August 19, 2018

Back to VCCA


I'm happy to hide out at Virginia Center for Creative Arts in these waning days of summer. The first thing I noticed upon arrival was how green it smells--I love DC, but you don't get layers of flower, grass, and pine, nor so many butterflies. A frog that lurks outside my studio. There's a magnificent spider that I'm pretty sure is a brown widow, not a black one. I'm staying clear just in case. 


Because this is my fourth time here, it's easier to slip into a rhythm: I enjoy being social at breakfast or at lunch but not both. I knew to bring my own orange juice, my own blanket, and a bottle of scotch. I'm trying to spend only an hour a day on email, isolated to the leather couch in the living room. I've got a stack of books and lit mags to devour, and W8 has a comfy reclining chair. I'm happy to see a number of friends listed as past occupants. 






The first night I arrived (9 PM, after stopping off for dinner in Charlottesville), everything was absolutely dead quiet. I worried I'd be the only night-owl. Turned out everyone was just over at the Amherst County Fair, the first time they've had one here in over forty years. The next night, we adventured to the lake on Sweet Briar's campus to see a fellow's installation art (a prototype); another fellow read a story he'd written while here, and a third opened up her studio for an impromptu look at her paintings. 

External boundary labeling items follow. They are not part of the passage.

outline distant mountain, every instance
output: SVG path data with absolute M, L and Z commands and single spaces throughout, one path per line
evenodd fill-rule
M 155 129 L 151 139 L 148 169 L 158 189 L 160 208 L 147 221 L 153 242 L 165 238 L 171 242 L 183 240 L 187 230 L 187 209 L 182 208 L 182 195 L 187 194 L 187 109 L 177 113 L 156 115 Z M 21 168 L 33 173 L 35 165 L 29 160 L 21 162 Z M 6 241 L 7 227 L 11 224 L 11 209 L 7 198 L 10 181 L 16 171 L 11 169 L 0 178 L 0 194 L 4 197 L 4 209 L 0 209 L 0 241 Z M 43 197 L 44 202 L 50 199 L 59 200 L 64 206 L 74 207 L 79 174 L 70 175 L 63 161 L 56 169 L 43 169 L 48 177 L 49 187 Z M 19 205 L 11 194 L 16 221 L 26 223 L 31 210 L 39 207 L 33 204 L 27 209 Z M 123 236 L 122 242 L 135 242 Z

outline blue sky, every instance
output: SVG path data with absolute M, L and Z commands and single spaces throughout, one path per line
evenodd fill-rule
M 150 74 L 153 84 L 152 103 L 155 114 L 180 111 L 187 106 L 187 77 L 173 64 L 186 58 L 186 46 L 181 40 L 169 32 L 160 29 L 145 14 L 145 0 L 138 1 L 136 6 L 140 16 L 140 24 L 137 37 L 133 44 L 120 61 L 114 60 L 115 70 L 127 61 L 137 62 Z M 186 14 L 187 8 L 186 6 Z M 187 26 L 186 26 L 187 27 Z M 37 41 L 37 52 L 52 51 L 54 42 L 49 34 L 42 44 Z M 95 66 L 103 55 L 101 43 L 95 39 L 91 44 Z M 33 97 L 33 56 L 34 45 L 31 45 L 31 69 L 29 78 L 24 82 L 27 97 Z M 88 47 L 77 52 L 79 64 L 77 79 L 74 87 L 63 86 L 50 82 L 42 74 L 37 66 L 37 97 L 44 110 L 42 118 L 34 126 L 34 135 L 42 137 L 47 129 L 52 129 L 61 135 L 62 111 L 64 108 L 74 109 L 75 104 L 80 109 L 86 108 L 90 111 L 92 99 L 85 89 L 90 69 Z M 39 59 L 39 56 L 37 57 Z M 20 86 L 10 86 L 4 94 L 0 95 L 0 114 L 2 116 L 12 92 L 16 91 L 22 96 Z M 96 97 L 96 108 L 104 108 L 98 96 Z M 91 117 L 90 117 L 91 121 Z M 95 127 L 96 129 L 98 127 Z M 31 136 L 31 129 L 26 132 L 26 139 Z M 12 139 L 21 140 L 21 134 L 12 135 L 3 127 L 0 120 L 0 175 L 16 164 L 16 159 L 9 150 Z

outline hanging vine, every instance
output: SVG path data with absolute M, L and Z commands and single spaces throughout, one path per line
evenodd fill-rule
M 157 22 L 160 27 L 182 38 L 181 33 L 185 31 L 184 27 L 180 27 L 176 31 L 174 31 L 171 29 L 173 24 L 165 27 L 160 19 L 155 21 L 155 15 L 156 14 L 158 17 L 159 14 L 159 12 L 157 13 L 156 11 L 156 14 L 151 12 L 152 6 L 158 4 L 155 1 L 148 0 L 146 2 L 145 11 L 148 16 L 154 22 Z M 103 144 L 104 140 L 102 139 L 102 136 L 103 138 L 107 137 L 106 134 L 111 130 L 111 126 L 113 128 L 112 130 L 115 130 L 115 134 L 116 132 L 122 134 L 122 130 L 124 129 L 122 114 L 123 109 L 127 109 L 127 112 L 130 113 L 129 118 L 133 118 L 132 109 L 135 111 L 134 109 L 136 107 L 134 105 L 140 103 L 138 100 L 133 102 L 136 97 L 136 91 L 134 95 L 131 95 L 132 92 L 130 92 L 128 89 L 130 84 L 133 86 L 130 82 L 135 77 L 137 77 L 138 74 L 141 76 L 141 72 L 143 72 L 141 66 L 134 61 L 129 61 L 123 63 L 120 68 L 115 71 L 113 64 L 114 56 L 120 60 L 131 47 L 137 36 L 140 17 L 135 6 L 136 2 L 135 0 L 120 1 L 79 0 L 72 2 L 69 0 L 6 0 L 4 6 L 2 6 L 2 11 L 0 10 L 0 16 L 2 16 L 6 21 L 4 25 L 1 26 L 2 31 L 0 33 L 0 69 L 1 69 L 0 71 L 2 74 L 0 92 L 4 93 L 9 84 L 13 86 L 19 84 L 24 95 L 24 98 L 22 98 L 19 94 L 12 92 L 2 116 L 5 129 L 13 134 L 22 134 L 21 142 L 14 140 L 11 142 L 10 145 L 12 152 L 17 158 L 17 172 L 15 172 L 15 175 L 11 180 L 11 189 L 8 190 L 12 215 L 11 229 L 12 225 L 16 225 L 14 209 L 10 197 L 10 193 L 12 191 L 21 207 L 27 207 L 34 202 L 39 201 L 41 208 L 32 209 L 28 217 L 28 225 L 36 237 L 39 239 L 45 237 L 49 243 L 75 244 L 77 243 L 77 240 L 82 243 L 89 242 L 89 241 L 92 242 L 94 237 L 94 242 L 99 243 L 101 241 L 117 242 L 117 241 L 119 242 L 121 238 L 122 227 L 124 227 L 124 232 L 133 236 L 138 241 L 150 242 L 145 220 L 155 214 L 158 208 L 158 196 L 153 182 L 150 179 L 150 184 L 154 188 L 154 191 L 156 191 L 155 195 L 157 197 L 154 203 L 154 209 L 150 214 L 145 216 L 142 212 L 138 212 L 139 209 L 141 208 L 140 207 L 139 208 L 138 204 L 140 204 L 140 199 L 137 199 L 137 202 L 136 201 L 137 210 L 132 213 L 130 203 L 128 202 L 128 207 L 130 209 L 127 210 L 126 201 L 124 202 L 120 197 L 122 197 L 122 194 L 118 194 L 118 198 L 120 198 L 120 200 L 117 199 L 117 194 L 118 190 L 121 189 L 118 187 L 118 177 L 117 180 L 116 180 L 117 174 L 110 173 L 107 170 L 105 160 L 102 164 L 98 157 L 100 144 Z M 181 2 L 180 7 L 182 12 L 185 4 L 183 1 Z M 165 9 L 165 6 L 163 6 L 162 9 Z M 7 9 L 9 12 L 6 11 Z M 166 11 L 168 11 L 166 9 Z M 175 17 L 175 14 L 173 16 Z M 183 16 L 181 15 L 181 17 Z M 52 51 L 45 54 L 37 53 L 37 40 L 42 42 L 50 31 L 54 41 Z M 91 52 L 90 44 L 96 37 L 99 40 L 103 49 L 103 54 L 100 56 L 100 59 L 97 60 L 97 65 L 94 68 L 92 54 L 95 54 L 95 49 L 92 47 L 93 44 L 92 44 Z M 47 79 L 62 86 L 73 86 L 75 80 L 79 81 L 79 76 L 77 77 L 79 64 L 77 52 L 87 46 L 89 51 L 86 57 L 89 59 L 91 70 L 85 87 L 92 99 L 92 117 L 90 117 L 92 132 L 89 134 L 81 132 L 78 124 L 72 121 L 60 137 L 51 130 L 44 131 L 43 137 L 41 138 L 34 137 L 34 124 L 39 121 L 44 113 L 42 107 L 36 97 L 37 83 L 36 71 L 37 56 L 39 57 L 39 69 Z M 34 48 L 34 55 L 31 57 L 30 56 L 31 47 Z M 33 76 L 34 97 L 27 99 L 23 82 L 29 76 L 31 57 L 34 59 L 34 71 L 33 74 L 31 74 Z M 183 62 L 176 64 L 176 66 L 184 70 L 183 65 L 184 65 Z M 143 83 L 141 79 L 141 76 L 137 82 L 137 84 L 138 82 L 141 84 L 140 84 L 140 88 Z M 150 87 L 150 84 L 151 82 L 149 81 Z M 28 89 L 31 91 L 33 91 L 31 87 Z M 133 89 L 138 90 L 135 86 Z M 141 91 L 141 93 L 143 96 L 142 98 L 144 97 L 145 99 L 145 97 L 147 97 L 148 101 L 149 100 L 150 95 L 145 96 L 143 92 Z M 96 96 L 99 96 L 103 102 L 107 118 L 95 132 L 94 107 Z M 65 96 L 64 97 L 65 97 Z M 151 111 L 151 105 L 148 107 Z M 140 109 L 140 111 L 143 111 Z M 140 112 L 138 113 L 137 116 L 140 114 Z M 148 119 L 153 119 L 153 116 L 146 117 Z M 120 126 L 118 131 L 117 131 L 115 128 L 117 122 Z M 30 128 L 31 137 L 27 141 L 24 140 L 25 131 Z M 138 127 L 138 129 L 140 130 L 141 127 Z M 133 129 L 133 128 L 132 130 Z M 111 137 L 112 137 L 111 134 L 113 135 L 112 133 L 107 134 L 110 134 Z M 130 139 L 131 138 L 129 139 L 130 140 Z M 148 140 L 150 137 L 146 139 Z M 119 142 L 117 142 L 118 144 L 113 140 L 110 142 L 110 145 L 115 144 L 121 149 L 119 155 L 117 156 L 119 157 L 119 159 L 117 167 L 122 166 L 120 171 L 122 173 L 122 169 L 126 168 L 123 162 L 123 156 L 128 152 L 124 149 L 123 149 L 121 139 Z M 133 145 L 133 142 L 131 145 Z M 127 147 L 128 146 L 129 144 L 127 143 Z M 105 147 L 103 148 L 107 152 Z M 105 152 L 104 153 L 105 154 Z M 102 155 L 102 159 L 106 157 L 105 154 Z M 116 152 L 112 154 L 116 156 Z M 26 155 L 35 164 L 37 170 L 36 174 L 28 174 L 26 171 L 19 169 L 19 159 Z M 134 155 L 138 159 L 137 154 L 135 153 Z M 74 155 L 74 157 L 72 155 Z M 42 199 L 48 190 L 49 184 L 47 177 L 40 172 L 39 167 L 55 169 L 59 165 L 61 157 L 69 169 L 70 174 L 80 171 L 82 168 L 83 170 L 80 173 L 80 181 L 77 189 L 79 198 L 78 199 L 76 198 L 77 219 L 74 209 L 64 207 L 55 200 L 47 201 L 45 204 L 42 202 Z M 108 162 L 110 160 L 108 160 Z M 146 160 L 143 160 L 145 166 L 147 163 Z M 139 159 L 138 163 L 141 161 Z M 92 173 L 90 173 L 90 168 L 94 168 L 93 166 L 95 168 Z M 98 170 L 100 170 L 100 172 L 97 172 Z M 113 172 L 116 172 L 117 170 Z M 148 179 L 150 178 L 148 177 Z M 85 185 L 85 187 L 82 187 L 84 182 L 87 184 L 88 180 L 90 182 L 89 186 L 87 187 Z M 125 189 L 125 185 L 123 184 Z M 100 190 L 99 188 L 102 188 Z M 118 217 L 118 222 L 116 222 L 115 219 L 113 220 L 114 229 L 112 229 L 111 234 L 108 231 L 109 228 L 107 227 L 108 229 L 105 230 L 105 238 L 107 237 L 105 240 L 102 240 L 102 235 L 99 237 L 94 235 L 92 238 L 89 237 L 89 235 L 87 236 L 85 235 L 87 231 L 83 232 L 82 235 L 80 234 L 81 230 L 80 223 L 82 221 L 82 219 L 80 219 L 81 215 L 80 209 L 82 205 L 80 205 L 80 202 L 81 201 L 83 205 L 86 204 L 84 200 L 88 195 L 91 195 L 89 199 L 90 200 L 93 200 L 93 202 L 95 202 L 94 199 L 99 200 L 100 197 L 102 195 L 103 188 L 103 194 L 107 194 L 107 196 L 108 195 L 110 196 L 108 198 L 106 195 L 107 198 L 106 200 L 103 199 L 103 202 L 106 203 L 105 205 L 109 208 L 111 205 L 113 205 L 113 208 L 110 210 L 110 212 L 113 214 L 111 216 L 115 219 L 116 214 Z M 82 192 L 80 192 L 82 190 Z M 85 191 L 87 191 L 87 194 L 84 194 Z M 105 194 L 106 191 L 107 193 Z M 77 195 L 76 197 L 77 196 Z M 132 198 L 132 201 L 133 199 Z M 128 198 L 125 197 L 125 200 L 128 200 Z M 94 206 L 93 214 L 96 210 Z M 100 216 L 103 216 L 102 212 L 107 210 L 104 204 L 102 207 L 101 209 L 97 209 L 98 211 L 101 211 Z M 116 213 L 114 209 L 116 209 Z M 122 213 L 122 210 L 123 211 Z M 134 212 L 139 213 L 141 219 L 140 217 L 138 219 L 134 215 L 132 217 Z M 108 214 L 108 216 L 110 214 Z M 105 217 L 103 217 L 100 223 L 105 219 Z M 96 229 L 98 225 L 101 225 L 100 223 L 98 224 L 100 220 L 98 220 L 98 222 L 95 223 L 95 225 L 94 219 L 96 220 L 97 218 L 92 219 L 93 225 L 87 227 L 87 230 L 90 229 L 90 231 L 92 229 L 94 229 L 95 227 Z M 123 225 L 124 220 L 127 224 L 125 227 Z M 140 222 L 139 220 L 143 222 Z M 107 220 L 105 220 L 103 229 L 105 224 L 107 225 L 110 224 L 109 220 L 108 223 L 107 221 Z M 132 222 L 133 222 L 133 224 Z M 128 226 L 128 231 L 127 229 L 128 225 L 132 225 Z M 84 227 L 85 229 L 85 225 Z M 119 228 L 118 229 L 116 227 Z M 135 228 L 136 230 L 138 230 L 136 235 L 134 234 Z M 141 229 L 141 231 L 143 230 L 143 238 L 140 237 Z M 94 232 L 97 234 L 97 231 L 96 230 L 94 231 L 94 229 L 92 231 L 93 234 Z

This, I thought. I've missed this. Although I've traveled quite a bit for poetry since I was last at VCCA, there's nothing like being here. Then, last night, I headed over to the fair. 







I wish I could say this time is all about recharging creative energy. I have over 1,500 pages to evaluate (literally) of work not mine, some of which requires line edits. Yet this is also my chance to push-pin the pages of the fourth collection to the walls, and live amongst them. There's a distinct type of edit that gets done when I look at pages casually, skipping around, and compare adjacent shapes of poems. I catch redundancies of phrase I did not see before. 







I'm still deciding three sections or four, and which poem will close the manuscript. But my resolve holds: this book is a book. I'm excited to tell you more about it soon.